Analyze Vectorization Perspective
Improve your application performance, get code-specific recommendations for how to fix vectorization issues and quick visibility into source code and assembly code by running the Vectorization and Code Insights perspective.
The Vectorization and Code Insights perspective can help you to identify:
- Where vectorization, or parallelization with threads, will pay off the most
- If vectorized loops are providing benefit, and if not, why not
- Not vectorized loops and why they are not vectorized
- Memory usage issues
- Performance insights and problems in general
How It Works
The Vectorization and Code Insights perspective includes the following steps:
- Get integrated compiler report data and performance data by running a Survey analysis.

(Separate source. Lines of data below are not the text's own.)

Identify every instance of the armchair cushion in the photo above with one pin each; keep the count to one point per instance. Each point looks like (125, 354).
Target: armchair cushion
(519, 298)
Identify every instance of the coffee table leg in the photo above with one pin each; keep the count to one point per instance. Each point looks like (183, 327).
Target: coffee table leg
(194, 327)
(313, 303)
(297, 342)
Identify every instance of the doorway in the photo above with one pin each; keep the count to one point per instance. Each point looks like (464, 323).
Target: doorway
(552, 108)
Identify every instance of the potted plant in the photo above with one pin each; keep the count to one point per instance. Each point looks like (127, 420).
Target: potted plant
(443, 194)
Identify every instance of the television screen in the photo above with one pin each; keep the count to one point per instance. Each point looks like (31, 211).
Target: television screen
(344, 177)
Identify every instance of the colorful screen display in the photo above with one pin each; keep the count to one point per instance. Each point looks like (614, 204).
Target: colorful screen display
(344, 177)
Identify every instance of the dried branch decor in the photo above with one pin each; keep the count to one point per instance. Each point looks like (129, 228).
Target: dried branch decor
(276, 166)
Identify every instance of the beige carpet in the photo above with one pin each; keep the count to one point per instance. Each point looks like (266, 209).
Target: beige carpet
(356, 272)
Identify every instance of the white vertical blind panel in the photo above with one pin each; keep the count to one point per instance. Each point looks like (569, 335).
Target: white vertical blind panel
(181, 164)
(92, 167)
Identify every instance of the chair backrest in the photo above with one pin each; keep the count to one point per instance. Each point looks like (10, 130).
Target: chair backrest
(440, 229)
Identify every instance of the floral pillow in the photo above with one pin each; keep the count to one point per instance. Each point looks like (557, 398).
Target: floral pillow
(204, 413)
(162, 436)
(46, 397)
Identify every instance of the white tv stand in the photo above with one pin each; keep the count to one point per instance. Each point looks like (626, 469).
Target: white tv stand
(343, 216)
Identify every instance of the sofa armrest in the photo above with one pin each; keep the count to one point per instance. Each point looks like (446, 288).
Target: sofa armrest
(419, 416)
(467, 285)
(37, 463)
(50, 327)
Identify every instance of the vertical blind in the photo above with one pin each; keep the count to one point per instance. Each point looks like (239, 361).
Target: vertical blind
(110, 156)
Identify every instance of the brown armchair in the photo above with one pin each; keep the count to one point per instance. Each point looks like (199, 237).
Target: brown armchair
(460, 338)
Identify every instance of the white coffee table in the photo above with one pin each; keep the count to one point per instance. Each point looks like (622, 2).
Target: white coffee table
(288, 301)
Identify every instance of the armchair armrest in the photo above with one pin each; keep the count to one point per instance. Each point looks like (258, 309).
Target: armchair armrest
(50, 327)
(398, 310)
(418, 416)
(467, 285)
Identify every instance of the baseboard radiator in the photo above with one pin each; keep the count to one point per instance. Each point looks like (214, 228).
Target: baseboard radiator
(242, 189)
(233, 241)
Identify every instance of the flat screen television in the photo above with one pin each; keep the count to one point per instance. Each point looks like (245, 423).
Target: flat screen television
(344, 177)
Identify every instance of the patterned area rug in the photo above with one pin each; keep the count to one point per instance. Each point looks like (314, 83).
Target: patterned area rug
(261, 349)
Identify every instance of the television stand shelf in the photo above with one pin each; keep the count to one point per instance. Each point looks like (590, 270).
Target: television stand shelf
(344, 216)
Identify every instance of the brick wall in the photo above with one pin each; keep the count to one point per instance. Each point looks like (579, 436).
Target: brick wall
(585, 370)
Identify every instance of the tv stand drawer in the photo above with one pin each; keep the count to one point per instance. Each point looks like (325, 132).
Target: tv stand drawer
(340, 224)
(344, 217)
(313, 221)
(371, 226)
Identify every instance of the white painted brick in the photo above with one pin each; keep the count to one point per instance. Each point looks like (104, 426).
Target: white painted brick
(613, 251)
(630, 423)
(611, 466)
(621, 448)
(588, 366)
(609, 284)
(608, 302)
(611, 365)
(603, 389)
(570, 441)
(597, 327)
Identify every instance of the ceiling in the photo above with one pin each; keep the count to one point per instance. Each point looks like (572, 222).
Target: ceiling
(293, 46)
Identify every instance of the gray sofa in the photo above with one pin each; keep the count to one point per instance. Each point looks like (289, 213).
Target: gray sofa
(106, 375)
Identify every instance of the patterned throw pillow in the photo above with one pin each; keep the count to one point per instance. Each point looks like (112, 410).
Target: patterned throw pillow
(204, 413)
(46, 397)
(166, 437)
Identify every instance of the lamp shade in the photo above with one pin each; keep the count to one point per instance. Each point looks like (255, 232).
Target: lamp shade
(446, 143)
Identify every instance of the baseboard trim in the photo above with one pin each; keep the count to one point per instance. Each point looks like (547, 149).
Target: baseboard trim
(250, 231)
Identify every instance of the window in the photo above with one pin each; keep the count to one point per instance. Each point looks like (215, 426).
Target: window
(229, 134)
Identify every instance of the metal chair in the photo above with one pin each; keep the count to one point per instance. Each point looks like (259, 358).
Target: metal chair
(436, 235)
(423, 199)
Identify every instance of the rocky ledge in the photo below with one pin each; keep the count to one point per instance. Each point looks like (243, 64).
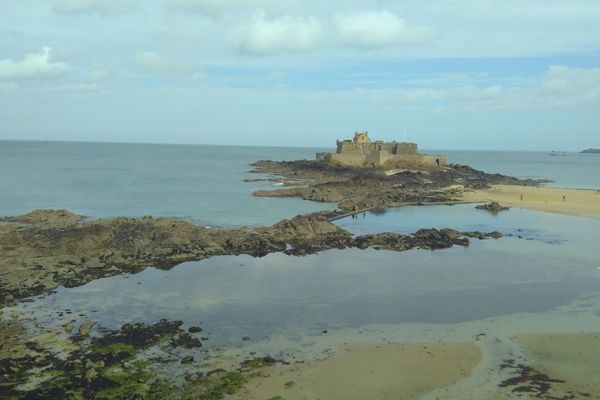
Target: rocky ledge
(49, 248)
(359, 188)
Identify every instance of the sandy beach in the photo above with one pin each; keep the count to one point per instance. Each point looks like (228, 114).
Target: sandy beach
(580, 202)
(369, 371)
(570, 358)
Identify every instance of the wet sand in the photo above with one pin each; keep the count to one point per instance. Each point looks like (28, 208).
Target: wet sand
(369, 371)
(580, 202)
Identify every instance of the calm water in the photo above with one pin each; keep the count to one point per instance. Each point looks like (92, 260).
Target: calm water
(200, 183)
(203, 183)
(283, 295)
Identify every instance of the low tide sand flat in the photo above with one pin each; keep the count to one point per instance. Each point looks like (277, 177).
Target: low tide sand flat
(569, 358)
(370, 371)
(580, 202)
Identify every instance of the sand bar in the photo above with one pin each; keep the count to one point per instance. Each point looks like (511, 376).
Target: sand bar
(580, 202)
(369, 371)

- Identify the number of times loops are invoked and execute and the number of floating-point and integer operations by running the Characterization analysis. It measures the call count/loop count and iteration count metrics for your application. Enable to make better decisions about your vectorization strategy for particular loops, as well as optimize already-vectorized loops.
- Check for various memory issues by running the Memory Access Patterns (MAP) analysis. It can warn you about non-contiguous memory accesses, unit stride vs. non-unit stride accesses, or other issues. Enable to identify issues that could lead to significant vector code execution slowdown or block automatic vectorization by the compiler.
- Check for data dependencies in loops the compiler did not vectorize by running the Dependencies analysis. The Dependencies analysis checks for real data dependencies and if real dependencies are detected, provides additional details to help resolve them. Choose to identify and better characterize real data dependencies that could make forced vectorization unsafe.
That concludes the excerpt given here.